A third area of McKenzie's research has focused on methodological issues across a range of topics, including the issue of endogeneity regarding migration decisions for the measurement of migration's impact (with Marcin Sasin), the measurement of inequality with household asset indicators through PCA and bootstrapping, the measurement of earnings mobility through dynamic pseudo-panel methods (with Francisca Antman), the superiority of pair-wise matching and stratification over other randomization methods in small samples or for very persistent outcome variables, and the possibility of measuring subjective expectations in developing countries through probabilistic questions (with Adeline Delavande and Xavier Giné).

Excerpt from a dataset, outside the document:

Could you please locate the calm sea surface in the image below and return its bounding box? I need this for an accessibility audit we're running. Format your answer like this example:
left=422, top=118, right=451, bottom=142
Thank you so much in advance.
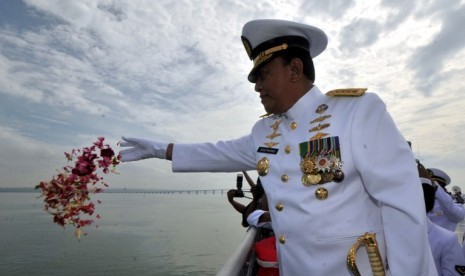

Further important work by McKenzie includes:
- the impact of the privatization of public utilities in the 1980s on customers and workers in Argentina, Mexico, Bolivia and Nicaragua (with Dilip Mookherjee);
- the coping strategies of households (e.g. changes in household structure and labour supply, fertility, child schooling and interhousehold transfers) during the Mexican peso crisis;
- the lack of association between consumption poverty and mental health, with the latter being driven rather by changes in life circumstances than the level of poverty (with Jishu Das, Quy-Toan Do, Jed Friedman and Kinnon Scott);
- the status, reform options and possible lessons for other low-income countries of urban water supply in India (with Isha Ray);
- the lack of widespread evidence on poverty traps and on their commonly posited mechanisms of action (with Aart Kraay).

==Reception==
McKenzie was listed as one of the "40 under 40 International Development Leaders" by devex. Tim Ogden interviewed McKenzie for his book Experimental Conversations, and parts of the interview were published on the Philanthropy Action website. The Financial Access Initiative also published an interview of McKenzie.

McKenzie has been cited in The New York Times, The Wall Street Journal, and Financial Times.